Dasar hukum perlindungan konsumen: UU Nomor 8 Tahun 1999 tentang Perlindungan Konsumen

Sejarah perlindungan konsumen:

  • Gerakan perlindungan konsumen dimulai abad ke-19
  • Terbentuk Liga Konsumen di New York 1891
  • Terbentuk Liga Konsumen Nasional di AS 1898
  • Lahirlah undang-undang tentang perlindungan konsumen, yaitu The Meat Inspection Act dan The Food and Drugs Act di AS (1906)
  • Lahir cabang hukum baru, yaitu hukum konsumen 1960-an
  • Di Indoneisa, ditandai dengan berdirinya YLKI pada Mei 1973
  • Pada masa Orde Baru, pengesahan Rancangan Undang-Undang tentang Perlindungan Konsumen (RUUPK) masih tertunda
  • UU 8/1999 disahkan pada 20 April 1999

Potret perlindungan konsumen di Indonesia:

  • IKK nasional meningkat dari 34,17 pada 2015 menjadi 53,23 pada 2022
  • Laporan BPKN: pengaduan 2017 hingga 16 Desember 2022 mencapai 8.126 aduan
  • Laporan YLKI: pengaduan konsumen pada 2022 mencapai 882 aduan
  • Laporan LAPS-SJK: pengaduan konsumen pada 2022 mencapai 1.791 aduan

Beberapa waktu belakangan ini, publik kerap dikejutkan dengan sejumlah pemberitaan mengenai wanprestasi yang dilakukan pelaku usaha jasa keuangan (PUJK).

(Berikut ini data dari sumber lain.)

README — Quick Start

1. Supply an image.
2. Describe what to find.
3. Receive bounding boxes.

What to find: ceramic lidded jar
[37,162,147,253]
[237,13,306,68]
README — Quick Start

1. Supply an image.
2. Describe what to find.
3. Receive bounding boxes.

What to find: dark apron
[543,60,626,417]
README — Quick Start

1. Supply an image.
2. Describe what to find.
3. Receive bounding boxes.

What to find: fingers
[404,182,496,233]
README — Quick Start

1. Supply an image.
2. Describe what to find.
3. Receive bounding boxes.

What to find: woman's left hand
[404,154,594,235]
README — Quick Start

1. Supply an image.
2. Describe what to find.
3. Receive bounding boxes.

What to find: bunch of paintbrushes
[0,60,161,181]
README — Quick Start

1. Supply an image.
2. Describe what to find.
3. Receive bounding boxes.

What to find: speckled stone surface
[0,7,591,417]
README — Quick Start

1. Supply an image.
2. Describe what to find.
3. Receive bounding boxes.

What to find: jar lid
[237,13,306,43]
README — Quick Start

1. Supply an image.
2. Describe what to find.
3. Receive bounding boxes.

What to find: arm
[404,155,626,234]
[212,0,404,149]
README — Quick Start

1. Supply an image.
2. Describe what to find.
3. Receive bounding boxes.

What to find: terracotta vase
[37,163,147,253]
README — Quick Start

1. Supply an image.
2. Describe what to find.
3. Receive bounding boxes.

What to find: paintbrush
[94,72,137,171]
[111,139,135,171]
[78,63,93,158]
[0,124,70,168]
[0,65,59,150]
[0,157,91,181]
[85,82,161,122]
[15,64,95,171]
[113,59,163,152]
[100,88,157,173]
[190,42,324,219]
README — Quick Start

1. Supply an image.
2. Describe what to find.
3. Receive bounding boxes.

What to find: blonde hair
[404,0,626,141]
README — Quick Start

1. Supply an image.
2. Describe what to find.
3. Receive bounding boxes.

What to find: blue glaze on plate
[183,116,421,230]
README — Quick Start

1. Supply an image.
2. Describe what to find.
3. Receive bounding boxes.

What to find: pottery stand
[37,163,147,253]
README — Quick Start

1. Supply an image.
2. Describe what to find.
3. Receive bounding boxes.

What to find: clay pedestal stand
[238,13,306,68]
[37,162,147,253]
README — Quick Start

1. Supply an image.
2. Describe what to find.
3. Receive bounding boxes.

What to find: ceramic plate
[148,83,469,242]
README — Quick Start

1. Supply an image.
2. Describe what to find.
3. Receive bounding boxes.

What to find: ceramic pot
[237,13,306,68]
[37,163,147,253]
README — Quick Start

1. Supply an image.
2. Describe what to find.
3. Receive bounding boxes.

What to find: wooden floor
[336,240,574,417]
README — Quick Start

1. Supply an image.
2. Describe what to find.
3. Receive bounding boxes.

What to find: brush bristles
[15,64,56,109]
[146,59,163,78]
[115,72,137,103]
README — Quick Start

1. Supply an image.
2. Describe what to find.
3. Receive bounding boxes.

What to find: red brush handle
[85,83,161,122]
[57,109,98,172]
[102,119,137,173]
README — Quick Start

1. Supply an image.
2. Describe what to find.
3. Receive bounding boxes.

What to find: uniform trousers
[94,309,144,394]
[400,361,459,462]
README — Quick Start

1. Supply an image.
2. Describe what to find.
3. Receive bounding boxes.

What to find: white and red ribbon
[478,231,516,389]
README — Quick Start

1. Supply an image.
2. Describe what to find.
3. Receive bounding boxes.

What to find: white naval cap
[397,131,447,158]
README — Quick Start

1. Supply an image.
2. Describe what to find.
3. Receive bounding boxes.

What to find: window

Beberapa di antaranya mengenai pemberitaan mengenai pinjaman online illegal yang menjerat nasabahnya, skema investasi bodong dengan skema ponzi, penipuan berkedok investasi dengan menggunakan aplikasi robot trading, hingga kasus gagal bayar produk unit link yang menerpa beberapa perusahaan asuransi.

Tak hanya di sektor jasa keuangan. Sejumlah kasus lain juga pernah terjadi, seperti kasus pencurian pulsa dan kasus kendaraan hilang di areal parkir dan tidak diganti. Contoh-contoh tersebut merupakan kasus-kasus yang merugikan konsumen. Konsumen acap kali harus melawan produsen besar dengan berbagai rintangan dalam rimba pasar bebas.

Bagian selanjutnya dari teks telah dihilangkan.